Ein anderes Mal erschmeckt der Weinguru in seinem Glas nasse Erde, Schokolade und Seide. Er stößt auf Dressurpferde, Bestien und Vampire. In einem Cabernet Sauvignon fühlt er mehr Funk als in der Bassstimme von Bootsy Collins. Chardonnay erinnert ihn an die Vielseitigkeit von Madonna. Und ein Grenache hat den Beat und Schwung der frühen Hits von The Who. Kurz: Wein ist Musik, ist Kult. Sinnlich, abwechslungsreich und verführerisch vom Autor beschrieben. Heraus kommen so Sätze, die Lust auf mehr machen. Und dass, obwohl sie eigentlich nur Beiwerk sein sollen, wie Stuart Pigott selber sagt: Ganz im Mittelpunkt sollen die prächtigen 140 Farbfotos stehen.

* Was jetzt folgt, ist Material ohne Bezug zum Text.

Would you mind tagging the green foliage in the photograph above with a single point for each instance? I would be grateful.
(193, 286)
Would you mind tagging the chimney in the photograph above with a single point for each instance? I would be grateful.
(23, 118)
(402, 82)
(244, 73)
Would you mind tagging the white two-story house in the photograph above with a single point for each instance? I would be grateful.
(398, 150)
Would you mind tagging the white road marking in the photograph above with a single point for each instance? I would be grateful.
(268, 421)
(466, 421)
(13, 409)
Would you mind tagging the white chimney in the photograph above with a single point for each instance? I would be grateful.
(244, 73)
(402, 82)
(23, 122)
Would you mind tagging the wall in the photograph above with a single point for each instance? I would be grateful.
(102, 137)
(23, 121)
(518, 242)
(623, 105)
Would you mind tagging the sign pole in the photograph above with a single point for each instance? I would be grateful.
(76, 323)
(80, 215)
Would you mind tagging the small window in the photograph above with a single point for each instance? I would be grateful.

„Die Bilder erzählen ihre eigene Geschichte. Der Text rennt hinterher. In dem normalen Bildband braucht man den Text, um zu wissen, was los ist, bei mir die Schlagzeile plus die Bilder sagen einem schon das wesentliche. "

Roter schäumender Saft rinnt durch die Ritzen einer alten Korbpresse. Vorbei an großen Schrauben nimmt er seinen Weg. Langsam so scheint es. Dicke, satte Tropfen bilden sich. Bleiben hängen, sammeln sich bevor sie abfallen. Ein sinnliches Foto, das Wildheit verheißt und Sexappeal hat und das sinnbildlich für Shiraz steht. Eine Rebesorte über die Pigott schreibt:

„Das ist Rotwein, der flüssigen Sex auf Planet Wein am nächsten kommt. "

Die Rechnung geht auf: Bild und Wort passen zueinander; sind eins. Vermitteln tatsächlich, wie ein Wein schmecken könnte. Das macht Spaß. Gleichzeitig zeigen die Fotos aber auch, was einen guten Wein ausmacht: nämlich Arbeit, Aufopferung und Optimismus. Denn der Autor stellt auch die Wein-Macher vor: Ehemalige Gabelstaplerfahrer, Buchhalter oder Radiologen, die sich ins Abenteuer Wein gestürzt haben und auf ehemals weiße Flecken Erde heute köstliche Tropfen erwinzern. Ein deutliches Plädoyer für die kleinen Betriebe kommt dabei heraus: für die ungewöhnlichen und mutigen Winzer. Abenteuer pur weht so von den Seiten des Buches ins Wohnzimmer herein. Lockt in die Welt hinaus oder in die nächste Weinhandlung hinein. Zum Kosten. Kurz: Planet Wein ist ein Muss für alle, die Wein lieben oder lieben lernen wollen.